Question

Area bounded by the curves $y=\left[ \dfrac{{{x}^{2}}}{64}+2 \right],y=x-1$and \[\]\[x=0\] av0ve x-axis ($\left[ . \right]$ denotes the greatest integer function)
A. 2 sq unit
B. 3 sq unit
C. 4 sq unit
D. None of this

Answer 1

Hint:In the given question we need to find the bounded curve formed by two given equation of line such as $y=\left[ \frac{{{x}^{2}}}{64}+2 \right]$ and $y=x-1$at point x = 0. As soon as the bounded curved is formed we need to integrate the whole area under the curve from starting point bounded curve (lower limit of integration) to the last point of the bounded point (upper limit of integration if the curve has no definite shape otherwise we can apply the formula of definite shapes (rectangle, circle, triangle and so on). In this question, we got a bounded curve in a triangle shape. Before proceeding into the question, you should have a general idea of coordinate geometry, and how to make a graph of the given equations. And also know about the concept of coordinate geometry in which pair of straight lines cuts the parabola at two points on the y-axis.

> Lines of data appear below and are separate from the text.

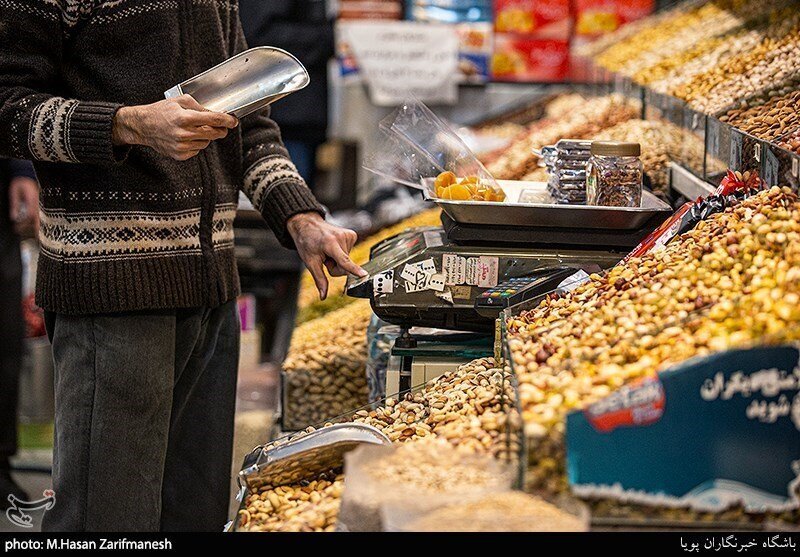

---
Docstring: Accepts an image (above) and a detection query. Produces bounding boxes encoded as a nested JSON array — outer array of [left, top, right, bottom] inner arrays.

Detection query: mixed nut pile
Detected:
[[594, 1, 764, 75], [238, 471, 344, 532], [721, 89, 800, 142], [484, 95, 640, 181], [592, 0, 800, 117], [507, 187, 800, 496], [282, 300, 373, 430], [590, 119, 704, 196], [239, 358, 519, 532]]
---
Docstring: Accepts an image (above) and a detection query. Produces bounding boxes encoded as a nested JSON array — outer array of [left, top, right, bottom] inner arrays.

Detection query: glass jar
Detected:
[[586, 141, 643, 207]]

Formula Used: $\int {{x}^{n+1}}dx=\dfrac{{{x}^{n+1}}}{n+1}$
Area of triangle = $\dfrac{1}{2}\times base\times height$

Complete step-by-step solution:
As we have two equations of lines such as $y=\left[ \frac{{{x}^{2}}}{64}+2 \right],y=x-1$so firstly draw both lines on axis graph by putting different valve of x such as
Taking account the first equation of line such as
$y=\left[ \frac{{{x}^{2}}}{64}+2 \right]$
As we put the different values of x and putting in the given equation we will get different values of y corresponding to different values of x.
If we put \[x\text{ }=\text{ }1\]we get
\[\begin{align}
  & y=\left[ \frac{{{1}^{2}}}{64}+2 \right] \\
 & y=\left[ \frac{1}{64}+2 \right] \\
 & y=\left[ 0.0156+2 \right] \\
 & y=\left[ 2.0156 \right] \\
\end{align}\]
By greatest function as given in the question, we get the approx value of y 2 corresponding to the value of x, 1 such as \[Y=2\]. Similarly, if we put values of x in between 0 to 7 it always get
\[Y=2\]
Only \[\text{Y }=\text{ }3\]if we put value in between 8 to 15 and so on such as

Value of x	1	2	3	4	5	6	7	8	So on
Value of y	2	2	2	2	2	2	2	3	3

Plotting a graph of given equation
$y=\left[ \frac{{{x}^{2}}}{64}+2 \right],y=x-1$And\[x=0\]
Taking account the second equation of line such as
$y=x-1$
As we put the different values of x and putting in given equation we will get different values of y corresponding to different values of x.
If we put \[x\text{ }=\text{ }1\]we get
$y=1-1=0$,
For \[x\text{ }=\text{ }2\], value of y will be equal to 1 and similarly when we put value of
     \[x\text{ }=\text{ }3\]
\[x\text{ }=\text{ }3\] value of y will be 2 such as

Value of X	0	1	2	3	4	5	6	7	8
Value of Y (X – 1)	0	0	1	2	3	4	5	6	7

As both lines are cutting each other at (3, 2) so the curve under the both line and \[x\text{ }=\text{ }0\]is given as
 

We need to find the area of shaded portion
Area of shaded portion = Area of big triangle – area of small triangle
Here from the big triangle we conclude that
Base of triangle =3 unit
Height of triangle =3 unit
Area of triangle = $\frac{1}{2}\times base\times height$
\[\begin{align}
  & \frac{1}{2}\times base\times height \\
 & \frac{1}{2}\times 3\times 3 \\
 & \frac{9}{2} \\
\end{align}\]
Similarly for small triangle
Base of small triangle=1 unit
Height of small triangle =1 unit
Area of triangle = $\frac{1}{2}\times base\times height$
\[\begin{align}
  & \frac{1}{2}\times base\times height \\
 & \frac{1}{2}\times 1\times 1 \\
 & \frac{1}{2} \\
\end{align}\]
Area of shaded portion = Area of big triangle – area of small triangle
Area of shaded portion=$\begin{align}
  & \frac{9}{2}-\frac{1}{2} \\
 & \frac{8}{2} \\
 & 4 \\
\end{align}$

Therefore, the correct option is (C).

Note: In finding the area of the big triangle we have covered the unbounded area and to get the bounded curve we need to cut the unbounded curve from the big triangle which is a small triangle. We expended the curve in a negative direction also but as we need to curve when the curve cut out at x = 0 thus we need to cut the expended curve (small triangle) from the whole curve (big triangle).